The local authority said Nikal and Media Invest Entertainment’s leisure scheme, which features three indoor entertainment venues including a flying theatre, would “improve perceptions of the resort and act as a catalyst for future investment”.
The £300m scheme has been recommended for approval by Blackpool Council next Tuesday.
Blackpool Central includes:
- A 127,000 sq ft indoor theme park featuring a flying theatre
- A 70,000 sq ft public square
- Two smaller indoor theme parks
- A 200-bedroom hotel
- A 1,300-space multistorey car park
- A heritage quarter – with food hall and aparthotel
- Bars and restaurants
Full planning permission is sought for the seven-storey car park, required to unlock the rest of the site for redevelopment, and heritage quarter.
These elements are to be delivered first and Dutch firm Ballast Nedam is lined up to build the car park, as first revealed by Place North West.
The joint venture is asking for outline planning permission for the remainder of the project.
Nikal and Media Invest predict Blackpool Central could create around 1,000 new jobs, attract an estimated 600,000 additional visitors each year, and boost annual spend in the town by around £75m.
The development would be constructed on a site currently occupied by Blackpool Magistrates’ court and a large surface level car park.

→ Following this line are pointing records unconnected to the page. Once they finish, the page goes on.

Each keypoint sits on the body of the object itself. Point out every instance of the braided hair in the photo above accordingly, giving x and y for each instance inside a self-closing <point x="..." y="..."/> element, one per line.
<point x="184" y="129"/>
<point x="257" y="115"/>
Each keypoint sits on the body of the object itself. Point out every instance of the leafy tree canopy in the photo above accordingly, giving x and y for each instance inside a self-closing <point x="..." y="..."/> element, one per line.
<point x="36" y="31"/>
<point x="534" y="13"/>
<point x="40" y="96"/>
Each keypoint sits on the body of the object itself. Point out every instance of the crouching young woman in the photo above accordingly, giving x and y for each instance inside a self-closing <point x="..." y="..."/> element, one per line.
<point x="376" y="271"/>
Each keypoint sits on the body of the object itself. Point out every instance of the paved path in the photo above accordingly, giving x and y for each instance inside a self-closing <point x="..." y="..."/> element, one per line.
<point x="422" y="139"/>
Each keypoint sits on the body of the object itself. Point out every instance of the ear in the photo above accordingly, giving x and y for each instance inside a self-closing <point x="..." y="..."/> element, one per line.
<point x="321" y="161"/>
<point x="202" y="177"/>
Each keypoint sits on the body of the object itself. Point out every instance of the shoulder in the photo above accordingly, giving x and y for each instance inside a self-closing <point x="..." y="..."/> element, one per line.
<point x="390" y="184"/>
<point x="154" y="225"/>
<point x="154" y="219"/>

The plot was formerly occupied by Blackpool Central Station, which closed in 1964.
Blackpool Council had previously earmarked the site for a super-casino, putting forward a bid in 2006 to the Labour Government at the time. However, the town lost out to Manchester’s bid, which had proposed building a super-casino in Eastlands, although this was never progressed.
“Efforts to secure development on the site have been ongoing for over twenty years without success,” a report to the council’s planning committee says.
Blackpool planning officers concede that the scheme “would not fully meet the aspirations of planning policy” but that it would “nevertheless deliver a range of significant benefits to the resort in terms of increased visitor numbers and economic output and prosperity”.
A study by the Ministry of Housing, Communities and Local Government in 2019 found that Blackpool was home to eight out of the 10 most deprived neighbourhoods in the country.
It is hoped that the scheme could provide a much-needed boost to the local economy.
“The development has the potential to improve perceptions of the resort and act as a catalyst for future investment,” officers said.
Overall, the proposal is anticipated to provide a “compelling new reason to visit Blackpool”, according to the council.
A complementary offer
Blackpool Central would be located in the heart of an area with a high concentration of existing leisure attractions. But rather than competing with them, the council believes the arrival of Nikal’s scheme will complement what is already there.
“Rather than discouraging investment in existing attractions, the proposal may force existing operators to invest in order to remain competitive,” officers said.
The entire project, which will eventually see Blackpool Magistrates’ court relocate, is scheduled to complete in the second quarter of 2029, as outlined by Spawforths, the masterplanner and architect for the project.